Facciamo un esempio, così forse mi spiegherò meglio. Avete presente la ghiaia, vero? Bene, ammettiamo che ogni singolo sassolino sia un animale e che ognuno di essi abbia la possibilità di fare qualcosa, pur restando in tutto un sasso. Per esempio, potrebbe essere disperso dal passaggio di una persona o di un’auto. Come vola un Ghiaia? Come torna a casa? Come comunica o come si sposta?
Studiando questo problema, non ho solamente disegnato il Ghiaia (il numero 284 del De Bestiarum Naturis) ma, per approfondire e spiegare, ho scattato decine di fotografie di campi di ghiaia sulle spiagge sassose, nei vialetti di certe ville storiche o tra i sassi delle strade di campagna, e ho disegnato decine di pagine di schemi e di note. Da lì è nato il quaderno di appunti di uno studioso immaginario, il signor Perrò (da Perrault, autore della fiaba di Pollicino), che ha condotto le ricerche; e poi ho preparato il volume a stampa, con una serie di tavole fuori testo molto ben disegnate e di una precisione scientifica assoluta. Questi studi sugli animali non-immobili, con ipotesi sul loro movimento e le loro disposizioni nello spazio, hanno portato a suggestioni ulteriori che mi hanno incoraggiato a continuare le ricerche sulle aggregazioni animali, grazie a cui ho scoperto vari altri esseri collettivi, cioè che prendono identità dal vivere in gruppo, così come i moscerini e, in buona parte, anche gli umani.
Parlando di animali collettivi, l’aver immaginato una bestia dal nome il Plurale (numero 579) ha comportato alla fine la realizzazione di circa tremila file originali, di un libro e di alcune centinaia di stampe, oltre a un grande quaderno dipinto.
L’Upupa Quadrupede (numero 608) è nata, invece, in un modo più classico, e cioè come animale singolo, portatore di una stranezza unica e sorprendente. Ho subito visto che tale singolarità meritava di essere approfondita in un’opera a parte, che sapesse spiegare – non solo con disegni ma in modo completo – l’anatomia ibrida della bestia (compreso lo scheletro e parte della muscolatura), le sue preferenze alimentari, la forma specialissima della lingua e la sua capacità di mirare alle prede perfino da dietro un ostacolo. Non tutti gli animali immaginari, però, vivono una vicenda così coerente o scientificamente istruttiva. Il ritrovamento di un Quaderno del Guardiano, per esempio, ci fa conoscere tutti i commenti negativi, spesso addirittura aggressivi, che – per via del suo odore insopportabile – il pubblico rivolse al Pochezampe (numero 478) per tutto il tempo in cui questi restò tristemente custodito nello zoo di Lumbard-Truzzen durante i primi anni del secolo scorso.

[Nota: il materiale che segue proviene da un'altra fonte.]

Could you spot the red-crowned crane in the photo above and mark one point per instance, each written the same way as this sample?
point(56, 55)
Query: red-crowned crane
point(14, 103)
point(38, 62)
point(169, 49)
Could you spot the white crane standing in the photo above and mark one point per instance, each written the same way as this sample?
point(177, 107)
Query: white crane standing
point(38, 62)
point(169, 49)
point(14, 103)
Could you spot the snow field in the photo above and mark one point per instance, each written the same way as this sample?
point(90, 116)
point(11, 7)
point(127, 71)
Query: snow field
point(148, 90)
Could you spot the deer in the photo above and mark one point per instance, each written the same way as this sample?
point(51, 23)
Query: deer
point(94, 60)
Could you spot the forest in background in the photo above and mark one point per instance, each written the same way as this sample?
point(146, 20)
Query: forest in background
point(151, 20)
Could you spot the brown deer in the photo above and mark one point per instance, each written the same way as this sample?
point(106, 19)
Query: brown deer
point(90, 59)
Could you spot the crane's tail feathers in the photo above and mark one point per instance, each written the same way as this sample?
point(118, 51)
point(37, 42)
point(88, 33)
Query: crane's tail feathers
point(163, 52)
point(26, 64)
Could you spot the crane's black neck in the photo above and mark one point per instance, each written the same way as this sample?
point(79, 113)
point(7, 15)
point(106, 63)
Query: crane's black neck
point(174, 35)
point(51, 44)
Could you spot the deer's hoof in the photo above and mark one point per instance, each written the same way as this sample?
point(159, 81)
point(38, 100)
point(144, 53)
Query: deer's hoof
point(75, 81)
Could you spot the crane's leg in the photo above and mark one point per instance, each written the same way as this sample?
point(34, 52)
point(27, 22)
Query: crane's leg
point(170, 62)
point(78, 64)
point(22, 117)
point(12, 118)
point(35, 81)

Potrei continuare per chissà quanto tempo a raccontare di altre bestie dalla gestazione altrettanto complessa o di quelle che improvvisamente si realizzano in pochi minuti e solo a distanza di anni iniziano a generare varianti, conseguenze, approfondimenti, come è accaduto per le Lumache di Monsieur Poux (876), che in un secondo momento hanno avuto assoluto bisogno di un romantico epistolario d’amore tra il Poux (generale a riposo in lotta contro le lumache del suo orto) e la signora Vidanque (dama di campagna, infermiera volontaria e attratta in generale dagli eroici combattenti). Come una collezione che si alimenti di se stessa, insomma, il bestiario continua a crescere sulle proprie idee e mi costringe a immaginare improbabili vicende che, per quanto radicate nella fantasia dei secoli passati, sono sempre riferite e centrate sul mondo in cui vivo adesso.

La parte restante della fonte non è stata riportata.